Governor general of the French Antilles
- In office July 1777 – April 1783
- Preceded by: Robert, comte d'Argout
- Succeeded by: Claude-Charles de Damas de Marillac

Personal details
- Born: 19 November 1739 Saint-Eblé, France
- Died: 14 November 1800 (aged 60) London, Great Britain
- Spouse: Marie Louise Guillemette de Bègue

Military service
- Allegiance: Kingdom of France
- Branch/service: Army
- Battles/wars: Seven Years' War American Revolutionary War Nancy affair

= François Claude Amour, marquis de Bouillé =

French general; Royalist supporter of Louis XVI (1739–1800)
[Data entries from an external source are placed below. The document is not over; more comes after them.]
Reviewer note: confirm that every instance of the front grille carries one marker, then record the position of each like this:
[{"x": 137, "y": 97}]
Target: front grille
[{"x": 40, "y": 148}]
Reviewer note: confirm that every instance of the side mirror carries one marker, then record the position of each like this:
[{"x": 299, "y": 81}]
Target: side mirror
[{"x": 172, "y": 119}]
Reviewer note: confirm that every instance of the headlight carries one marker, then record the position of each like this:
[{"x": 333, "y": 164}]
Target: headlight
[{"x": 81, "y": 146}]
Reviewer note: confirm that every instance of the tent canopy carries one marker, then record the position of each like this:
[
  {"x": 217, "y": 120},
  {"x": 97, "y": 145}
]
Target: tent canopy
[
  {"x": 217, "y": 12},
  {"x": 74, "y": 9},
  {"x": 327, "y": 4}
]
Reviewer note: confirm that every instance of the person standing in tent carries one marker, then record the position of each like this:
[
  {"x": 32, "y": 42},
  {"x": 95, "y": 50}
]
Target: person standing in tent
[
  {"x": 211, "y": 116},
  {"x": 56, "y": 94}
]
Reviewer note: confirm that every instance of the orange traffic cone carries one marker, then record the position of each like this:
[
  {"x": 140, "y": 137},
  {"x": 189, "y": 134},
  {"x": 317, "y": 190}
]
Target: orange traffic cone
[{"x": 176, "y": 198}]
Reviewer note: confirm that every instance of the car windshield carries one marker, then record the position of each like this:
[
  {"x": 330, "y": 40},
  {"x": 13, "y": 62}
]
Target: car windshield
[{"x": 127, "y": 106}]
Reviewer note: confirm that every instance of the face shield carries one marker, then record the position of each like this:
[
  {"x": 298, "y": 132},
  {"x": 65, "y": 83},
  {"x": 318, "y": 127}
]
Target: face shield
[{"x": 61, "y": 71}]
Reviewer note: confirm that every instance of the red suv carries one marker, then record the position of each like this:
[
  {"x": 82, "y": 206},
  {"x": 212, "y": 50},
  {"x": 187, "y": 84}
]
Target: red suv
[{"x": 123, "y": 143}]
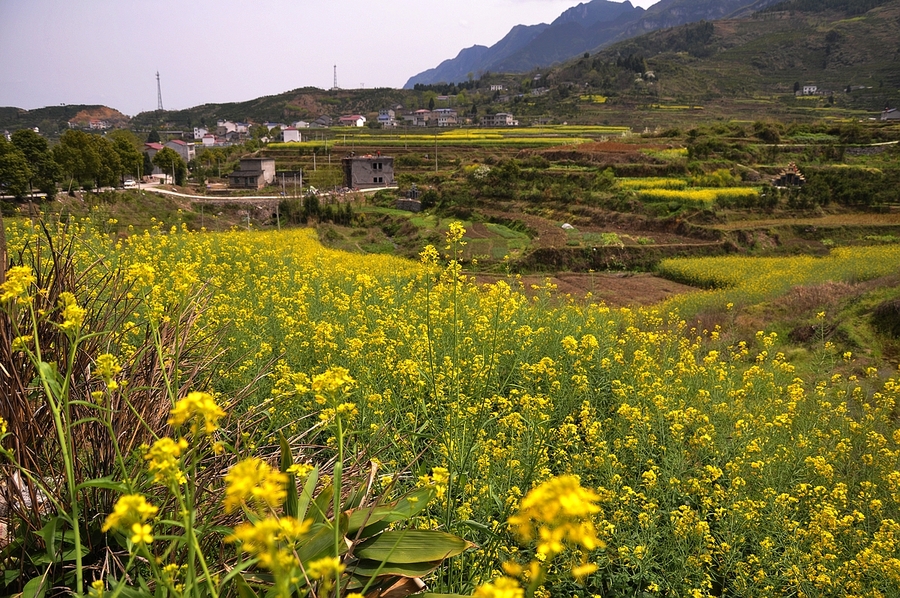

François Claude Amour, marquis de Bouillé (19 November 1739 – 14 November 1800) was a French general and colonial administrator. After distinguishing himself in the Seven Years' War, he was appointed governor of Guadeloupe in 1768. A well-loved administrator, he authored the popular song "Les adieux d'une créole". His most well-known military exploits took place in the West Indies during the American War of Independence, where he was involved in the French capture of a number of British possessions. Following that war he returned to France, where he held military commands in the country's northeast at the time of the French Revolution. A committed Royalist, he was a leading conspirator involved in the royal family's failed flight in 1791, whose failure forced Bouillé into exile. He continued to be active in consultative roles to members of the First Coalition, which opposed the forces of Revolutionary France in the early years of the French Revolutionary War. He died in exile in London, and is mentioned as a hated Royalist in the French national anthem, La Marseillaise.

==Early life==
François Claude Amour, the marquis de Bouillé was born at Chateau Cluzel in Saint-Èble (present-day Mazeyrat-d'Allier, Haute-Loire) on 19 November 1739. His mother Marie Albertine Josèphe Amour de Bouillé died shortly after his birth, and his father Guillaume Antoine de Bouillé (1699–1747) died a few years later. He was raised by a paternal uncle who was also First Almoner to King Louis XV. He was educated in a Jesuit school, and at age 16 his uncle purchased for him a commission in a company of dragoons of the French Army.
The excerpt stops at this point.